The phone I was still clutching rang suddenly, and I almost jumped out of my skin. The number was a local one I didn’t recognize, but I swiped the screen to answer anyway. “Hello?”
“Cam! Thank goodness!” Pearl’s voice blared into the car as I put the phone on speaker.
“Pearl! What’s going on? Are you downtown?”
“Yes. So you’ve heard?” Her tone was breathless.
“Yeah. A friend of Alex’s called to check on him. We, um, commandeered a vehicle, and we’re heading towards downtown now. Are any other Guardians down there?”
She hesitated. “The Council sent a few, but they were overpowered by a group of Fallen who were lying in wait. They must have come over with the chimera. We think he was sent to draw us out. And it worked.”
Oh no.
“Where exactly is the chimera, Pearl?”
“He’s on Michigan Avenue, heading south towards the river.” She paused. “Arjun and I are going to try to stop him.”
Fear gripped my chest. “No, Pearl! Don’t! Wait for us. We’re almost there!”
But the line was dead.
 
; I dropped the phone in my lap and turned to Alex. I didn’t even have to say it this time. He gripped the wheel tighter, and the car lurched forward, careening down Lakeshore Drive.

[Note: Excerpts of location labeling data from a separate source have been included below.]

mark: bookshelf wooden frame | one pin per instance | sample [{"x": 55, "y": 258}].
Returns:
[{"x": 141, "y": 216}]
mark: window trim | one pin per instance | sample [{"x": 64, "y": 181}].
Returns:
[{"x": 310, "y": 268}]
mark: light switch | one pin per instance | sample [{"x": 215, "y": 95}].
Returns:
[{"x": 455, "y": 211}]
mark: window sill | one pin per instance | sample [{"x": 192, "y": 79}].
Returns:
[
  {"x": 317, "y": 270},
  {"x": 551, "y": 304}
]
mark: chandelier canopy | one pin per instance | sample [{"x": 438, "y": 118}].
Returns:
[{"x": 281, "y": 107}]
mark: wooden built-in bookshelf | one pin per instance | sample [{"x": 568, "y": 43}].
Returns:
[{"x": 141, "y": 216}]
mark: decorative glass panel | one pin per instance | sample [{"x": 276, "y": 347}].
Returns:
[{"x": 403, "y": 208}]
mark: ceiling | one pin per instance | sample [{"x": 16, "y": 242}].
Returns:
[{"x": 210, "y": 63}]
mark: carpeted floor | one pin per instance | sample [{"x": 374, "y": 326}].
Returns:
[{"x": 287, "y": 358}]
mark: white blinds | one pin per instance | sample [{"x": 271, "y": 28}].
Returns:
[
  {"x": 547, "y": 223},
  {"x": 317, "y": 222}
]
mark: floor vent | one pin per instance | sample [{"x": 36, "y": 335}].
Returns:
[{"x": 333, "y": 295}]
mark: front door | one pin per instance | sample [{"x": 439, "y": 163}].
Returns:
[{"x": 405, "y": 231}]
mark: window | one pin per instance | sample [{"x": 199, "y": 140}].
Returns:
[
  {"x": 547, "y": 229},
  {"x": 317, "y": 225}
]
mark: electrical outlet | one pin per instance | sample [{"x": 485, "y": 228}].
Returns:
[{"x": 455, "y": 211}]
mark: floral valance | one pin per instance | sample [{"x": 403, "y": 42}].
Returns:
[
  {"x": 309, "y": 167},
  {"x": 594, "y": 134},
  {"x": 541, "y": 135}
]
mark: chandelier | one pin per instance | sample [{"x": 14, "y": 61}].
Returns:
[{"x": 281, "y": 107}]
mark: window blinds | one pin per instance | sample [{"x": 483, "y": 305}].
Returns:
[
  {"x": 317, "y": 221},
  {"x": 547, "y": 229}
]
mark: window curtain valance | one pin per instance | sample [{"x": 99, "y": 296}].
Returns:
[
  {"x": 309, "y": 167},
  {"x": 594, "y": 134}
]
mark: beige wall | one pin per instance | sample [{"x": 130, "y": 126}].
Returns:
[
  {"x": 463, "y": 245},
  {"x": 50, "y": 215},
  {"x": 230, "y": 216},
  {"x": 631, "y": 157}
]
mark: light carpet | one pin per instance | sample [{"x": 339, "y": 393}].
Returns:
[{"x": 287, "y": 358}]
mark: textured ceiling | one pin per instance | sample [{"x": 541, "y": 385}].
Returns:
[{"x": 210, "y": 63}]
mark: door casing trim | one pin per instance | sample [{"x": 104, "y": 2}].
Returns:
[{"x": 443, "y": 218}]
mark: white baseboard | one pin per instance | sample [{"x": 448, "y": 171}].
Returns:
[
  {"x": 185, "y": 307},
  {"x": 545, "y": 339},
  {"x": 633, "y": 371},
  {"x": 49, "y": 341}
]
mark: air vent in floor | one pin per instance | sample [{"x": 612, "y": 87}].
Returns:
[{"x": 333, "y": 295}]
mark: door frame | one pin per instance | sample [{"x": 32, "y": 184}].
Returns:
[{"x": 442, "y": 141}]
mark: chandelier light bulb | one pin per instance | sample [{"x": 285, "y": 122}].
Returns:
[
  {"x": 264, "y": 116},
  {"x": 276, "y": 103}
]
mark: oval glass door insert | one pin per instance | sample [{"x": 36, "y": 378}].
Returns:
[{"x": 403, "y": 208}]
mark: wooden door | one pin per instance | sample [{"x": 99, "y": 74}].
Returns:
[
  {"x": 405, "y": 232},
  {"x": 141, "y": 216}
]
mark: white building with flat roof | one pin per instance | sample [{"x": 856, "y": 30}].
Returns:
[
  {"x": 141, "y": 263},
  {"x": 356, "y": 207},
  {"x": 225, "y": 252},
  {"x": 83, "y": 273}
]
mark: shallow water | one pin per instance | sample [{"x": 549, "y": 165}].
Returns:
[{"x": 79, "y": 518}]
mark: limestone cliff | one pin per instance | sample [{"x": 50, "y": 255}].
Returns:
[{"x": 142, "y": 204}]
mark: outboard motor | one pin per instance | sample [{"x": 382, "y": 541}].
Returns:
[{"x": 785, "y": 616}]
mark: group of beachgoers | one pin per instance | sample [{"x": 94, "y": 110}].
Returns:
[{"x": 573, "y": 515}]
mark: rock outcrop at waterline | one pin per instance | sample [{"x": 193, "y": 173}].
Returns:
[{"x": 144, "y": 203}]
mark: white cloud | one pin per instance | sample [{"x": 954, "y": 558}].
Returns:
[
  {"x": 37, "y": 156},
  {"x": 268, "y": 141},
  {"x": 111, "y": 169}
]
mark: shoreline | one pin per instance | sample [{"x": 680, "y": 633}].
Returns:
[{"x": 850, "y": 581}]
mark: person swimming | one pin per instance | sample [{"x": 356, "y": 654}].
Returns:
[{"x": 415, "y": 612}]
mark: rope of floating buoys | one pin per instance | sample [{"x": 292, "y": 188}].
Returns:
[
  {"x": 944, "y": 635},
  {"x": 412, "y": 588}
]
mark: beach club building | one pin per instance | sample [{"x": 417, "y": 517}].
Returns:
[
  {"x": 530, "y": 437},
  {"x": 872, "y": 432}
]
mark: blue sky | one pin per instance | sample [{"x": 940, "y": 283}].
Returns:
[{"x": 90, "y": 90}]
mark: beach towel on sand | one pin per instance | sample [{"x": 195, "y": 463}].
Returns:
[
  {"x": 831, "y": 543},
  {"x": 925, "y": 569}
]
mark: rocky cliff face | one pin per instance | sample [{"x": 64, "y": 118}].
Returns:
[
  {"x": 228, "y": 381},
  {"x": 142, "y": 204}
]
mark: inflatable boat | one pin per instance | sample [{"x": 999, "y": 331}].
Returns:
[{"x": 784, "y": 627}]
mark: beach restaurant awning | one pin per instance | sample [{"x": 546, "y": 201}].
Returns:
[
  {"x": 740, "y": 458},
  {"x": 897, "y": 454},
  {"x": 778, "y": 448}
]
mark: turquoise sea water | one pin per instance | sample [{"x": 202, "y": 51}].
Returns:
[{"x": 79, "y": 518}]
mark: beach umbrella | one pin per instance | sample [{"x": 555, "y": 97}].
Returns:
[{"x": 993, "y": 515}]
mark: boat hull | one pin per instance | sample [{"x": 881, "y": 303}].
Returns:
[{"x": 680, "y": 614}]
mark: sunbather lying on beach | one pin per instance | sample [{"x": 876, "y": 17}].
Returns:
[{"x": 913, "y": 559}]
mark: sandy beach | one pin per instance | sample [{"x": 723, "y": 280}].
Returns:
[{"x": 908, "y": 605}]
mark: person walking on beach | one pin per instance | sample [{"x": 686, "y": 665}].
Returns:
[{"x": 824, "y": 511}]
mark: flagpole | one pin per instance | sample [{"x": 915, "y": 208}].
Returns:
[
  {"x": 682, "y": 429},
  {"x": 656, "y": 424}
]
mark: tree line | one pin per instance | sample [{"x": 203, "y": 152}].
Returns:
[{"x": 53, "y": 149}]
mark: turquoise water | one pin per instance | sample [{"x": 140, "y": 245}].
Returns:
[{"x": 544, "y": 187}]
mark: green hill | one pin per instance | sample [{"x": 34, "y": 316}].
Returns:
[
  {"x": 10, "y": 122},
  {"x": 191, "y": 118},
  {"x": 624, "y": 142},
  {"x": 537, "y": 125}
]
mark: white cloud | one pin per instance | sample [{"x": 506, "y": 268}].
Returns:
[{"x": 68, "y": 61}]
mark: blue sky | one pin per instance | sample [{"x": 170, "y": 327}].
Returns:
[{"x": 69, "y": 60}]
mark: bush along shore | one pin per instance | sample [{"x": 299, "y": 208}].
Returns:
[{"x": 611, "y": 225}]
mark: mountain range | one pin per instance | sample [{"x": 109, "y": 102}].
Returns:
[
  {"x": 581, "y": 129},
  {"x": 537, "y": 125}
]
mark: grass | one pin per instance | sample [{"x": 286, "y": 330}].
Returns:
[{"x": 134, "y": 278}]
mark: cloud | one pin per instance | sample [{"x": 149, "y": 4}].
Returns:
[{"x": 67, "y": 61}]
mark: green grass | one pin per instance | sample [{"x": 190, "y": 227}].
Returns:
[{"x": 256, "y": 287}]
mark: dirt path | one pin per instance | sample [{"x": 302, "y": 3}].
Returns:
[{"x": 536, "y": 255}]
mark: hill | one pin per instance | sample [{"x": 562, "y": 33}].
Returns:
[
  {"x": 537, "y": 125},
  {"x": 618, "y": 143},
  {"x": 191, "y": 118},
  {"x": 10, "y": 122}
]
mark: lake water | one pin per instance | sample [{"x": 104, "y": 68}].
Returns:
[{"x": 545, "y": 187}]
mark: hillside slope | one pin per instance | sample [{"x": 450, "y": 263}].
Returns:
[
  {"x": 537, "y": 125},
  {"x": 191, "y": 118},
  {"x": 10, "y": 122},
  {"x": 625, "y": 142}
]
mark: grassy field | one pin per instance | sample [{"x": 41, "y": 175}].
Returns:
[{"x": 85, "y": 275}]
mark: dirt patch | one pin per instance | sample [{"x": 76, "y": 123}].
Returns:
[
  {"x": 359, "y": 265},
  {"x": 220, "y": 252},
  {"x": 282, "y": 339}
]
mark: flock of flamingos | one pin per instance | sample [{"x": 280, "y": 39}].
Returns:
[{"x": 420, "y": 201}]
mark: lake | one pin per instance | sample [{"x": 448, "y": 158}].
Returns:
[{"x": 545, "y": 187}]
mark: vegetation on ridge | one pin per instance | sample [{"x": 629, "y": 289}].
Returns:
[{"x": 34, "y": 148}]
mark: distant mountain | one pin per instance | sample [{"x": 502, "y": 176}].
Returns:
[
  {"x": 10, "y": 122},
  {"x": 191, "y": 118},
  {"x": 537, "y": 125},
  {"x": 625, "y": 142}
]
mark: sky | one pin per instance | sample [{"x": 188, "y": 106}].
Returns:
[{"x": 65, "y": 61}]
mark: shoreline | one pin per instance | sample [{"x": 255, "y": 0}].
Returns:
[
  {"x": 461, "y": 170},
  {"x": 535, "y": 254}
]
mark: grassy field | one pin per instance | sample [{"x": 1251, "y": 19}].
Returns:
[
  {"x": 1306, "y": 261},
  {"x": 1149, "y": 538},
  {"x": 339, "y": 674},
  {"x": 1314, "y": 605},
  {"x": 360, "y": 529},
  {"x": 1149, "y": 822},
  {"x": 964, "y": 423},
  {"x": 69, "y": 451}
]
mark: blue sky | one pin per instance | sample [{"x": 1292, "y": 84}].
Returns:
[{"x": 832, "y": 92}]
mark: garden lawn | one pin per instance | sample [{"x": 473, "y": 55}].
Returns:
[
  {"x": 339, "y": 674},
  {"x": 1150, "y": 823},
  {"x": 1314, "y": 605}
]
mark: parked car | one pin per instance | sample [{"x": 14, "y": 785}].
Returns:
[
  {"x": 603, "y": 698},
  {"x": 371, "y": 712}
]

We’re coming, Pearl. Please wait.
16
As we took the exit off Lake Shore drive leading to Michigan Avenue, the empty soda bottles at my feet rattled at the sudden change in speed and direction. Alex slowed the car as we merged onto Michigan. Though no one but us was dumb enough to be driving downtown right now, the road was littered with abandoned cars, some with the doors still hanging open like gaping mouths.
Unfortunately, it made navigating our way down the street difficult. Alex eventually gave up on following traffic laws at all, and hopped the median to drive on the other side of the street when a three-car fender bender in front of us blocked the way.
As we drove down the normally bustling shopping district of Chicago, I stared out the window in shock. Storefronts were smashed, and what looked like large claw marks marred the facades of buildings. Several cars were wrecked. Fires blazed under the hoods of a couple of them. A pool of dark red blood ended in a smear that trailed down the sidewalk. I couldn’t see a body, but my stomach still twisted.
After a few more blocks, a deep howl sounded in the distance, followed by screams. Alex pulled to a stop.
“We should probably go on foot from here.”
I nodded, barely able to tear my eyes from the destruction around us. Inside the lobby of a tall building, I caught sight of several people hiding behind the security desk.
Alex and I got out of the car and took off at a run down the street. My cardio before I’d died had been mediocre at best, but a perk of being a Guardian was that my physical endurance was now as supernatural as I was. I could’ve sprinted for miles if I had to. And luckily, Alex was just in really good shape.
The screams and roars increased in volume as we flew down the street. Sirens joined the cacophony. We ran up a slight hill, and as we crested it, my stomach sank. I somehow managed to maintain my stride, dragging my suddenly heavy feet towards the terrifying sight before us.